Nauczycielka zabiła ucznia, bo chciała się zemścić

Czarna kartka z kalendarza: 25 kwietnia. 25 kwietnia 2001 roku w Szkole Podstawowej nr 2 w Czarnej Białostockiej, nauczycielka zabiła ucznia. 38-letnia Mariola M. zamordowała 11-letniego Piotra P. Miała to być zemsta na jego ojcu z którym miała romans.

Mariola M. od jakiegoś czasu miała romans z ojcem Piotra. Mężczyzna był ojcem nie tylko chłopca, miała jeszcze dwie dorosłe córki. Spotkała go pod koniec lat 90. Podczas zajęć sportowych w szkole. Był żonaty, ale atrakcyjna nauczycielka wpadła mu w oko. Tej relacji w małej miejscowości nie dało się ukryć. Mariola znosiła komentarze na ten temat. Wierzyła, że kochanek wreszcie zostawi dla niej rodzinę. Jednak czas mijał, a on się nie kwapił do takiego kroku. Po 4 latach postanowił wreszcie zakończyć tę relację. Stwierdził, że chce naprawić swoje relacje z rodziną. Mariola postanowiła zemścić się na nim i zabiła jego najmłodsze dziecko.  

Feralnego dnia, kilka tygodniu po zerwaniu romansu, kobieta weszła do szkoły, w której uczył się Piotruś. Choć sama pracowała w innej, to była znana w środowisku i nikogo nie zdziwiło, że prosi o klucze do gabinetu pielęgniarki. Po drodze zaczepiła dwóch uczniów i poprosiła ich, aby przekazali Piotrowi P., żeby zgłosił się do gabinetu lekarskiego. Kiedy chłopczyk pojawił się tam zadała mu ponad trzydzieści ciosów nożem introligatorskim, głównie w szyję.

Piotr P. zmarł z wykrwawienia przed przybyciem pogotowia. Po zbrodni Mariola M. uciekła.

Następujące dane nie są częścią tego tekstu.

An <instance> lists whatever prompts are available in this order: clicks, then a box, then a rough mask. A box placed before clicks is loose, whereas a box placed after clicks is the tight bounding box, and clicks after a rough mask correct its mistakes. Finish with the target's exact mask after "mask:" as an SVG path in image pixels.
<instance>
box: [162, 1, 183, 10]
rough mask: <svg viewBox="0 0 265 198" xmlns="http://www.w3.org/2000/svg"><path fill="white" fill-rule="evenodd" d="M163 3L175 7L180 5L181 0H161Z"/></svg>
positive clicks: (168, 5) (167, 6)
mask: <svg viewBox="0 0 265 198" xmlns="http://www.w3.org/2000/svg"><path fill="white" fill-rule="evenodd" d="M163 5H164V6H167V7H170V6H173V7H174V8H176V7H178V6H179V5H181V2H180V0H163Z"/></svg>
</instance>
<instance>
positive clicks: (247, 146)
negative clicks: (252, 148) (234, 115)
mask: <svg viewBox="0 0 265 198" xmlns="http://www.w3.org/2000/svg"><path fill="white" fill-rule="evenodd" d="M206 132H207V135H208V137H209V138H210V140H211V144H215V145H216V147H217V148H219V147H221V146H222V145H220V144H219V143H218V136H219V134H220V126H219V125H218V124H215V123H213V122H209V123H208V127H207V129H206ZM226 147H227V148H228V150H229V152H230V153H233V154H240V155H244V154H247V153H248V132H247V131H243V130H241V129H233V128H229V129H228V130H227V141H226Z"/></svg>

Prokuratura wydała za nią list gończy, a mundurowi przeszukiwali lasy w okolicach Czarnej Białostockiej. Zatrzymano ją po dwóch dniach poszukiwań w podwarszawskich Markach.

Nauczycielka zabiła ucznia – wyrok

Narzędzie zbrodni stanowiło jeden z głównych dowodów, popierających tezę o zemście zawartą w akcie oskarżenia. Jeden ze świadków zeznał, że nauczycielka dzień przed dokonaniem zbrodni odwiedziła Jerzego i jego żonę. Zażądała kupna mieszkania i umożliwienia wyjazdu z Czarnej Białostockiej. Obciążający dla kobiety był też fakt, że w plecaku, który miała ze sobą 25 kwietnia, znajdował się paszport. Mogło to świadczyć o tym, że po zabójstwie Piotra chciała zbiec za granicę.

Prokuratura i oskarżyciele posiłkowi i rodzice chłopca domagali się dożywocia. Według biegłych medyków Mariola M. działała w afekcie fizjologicznym. Ostatecznie Sąd Okręgowy w Białymstoku skazał nauczycielkę na 25 lat więzienia.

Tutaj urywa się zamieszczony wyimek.